Background Despite recent advancements in HIV management, HIV-1-infected children in sub-Saharan Africa are still vulnerable to vaccine-preventable infections. When vaccinated, these children do not develop normal immune responses and thus may not develop protective immunity. It has previously been shown in HIV-1-infected adults that antibody titers are lower than controls at baseline and that revaccination response is correlated with CD4 count. Therefore, placing children on highly active antiretroviral therapy (HAART) may positively affect their response to revaccination, due to a decrease in viral load and increase in CD4 count.
Methods To address the question of how HAART affects vaccine response, it is necessary to first adequately describe baseline antibody levels in this cohort. To do this, children between 2 years and 12 years of age, all of whom are WHO Stage II/III or with CD4 < 15%, are enrolled into a prospective cohort study. Baseline CD4 count, viral load, tetanus and measles antibody titers are assessed and children with negative vaccine titers at 6 months post initiation of HAART are revaccinated at 8 months. Using an indirect ELISA method against tetanus antigen, tetanus antibody titers at baseline have been calculated for a subset of the study population.

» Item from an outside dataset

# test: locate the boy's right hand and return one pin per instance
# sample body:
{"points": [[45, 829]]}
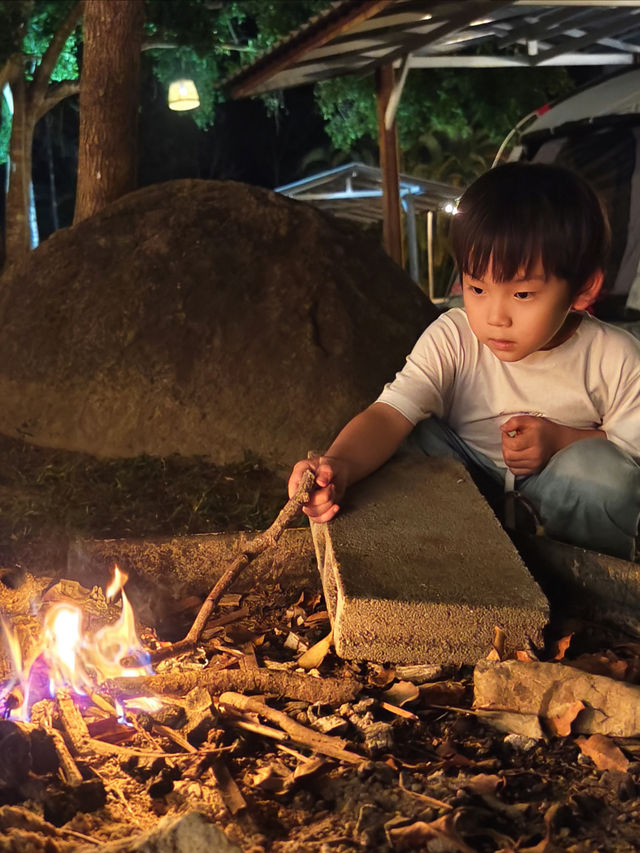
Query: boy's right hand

Results Of the nine children screened, one (11%) had protective levels of antibodies, while the other eight had borderline levels of protective antibody. These eight children, therefore, will need to have antibody titers checked again at 6 months post initiation of HAART, with the possibility of revaccination at 8 months. Tetanus antibody titers were positively correlated with baseline absolute CD4 count (Pearson, Rho = 0.77, p = .025), but not baseline CD percentage (Rho = 0.28, p = .51).
Conclusions Tetanus titers at baseline are positively correlated with absolute CD4 count at baseline. In the future, we will (1) compare baseline titers with 6-month post HAART initiation titers, (2) correlate baseline and 6-month titers to CD4 counts and viral loads, and (3) correlate revaccination response to CD4 count and viral loads.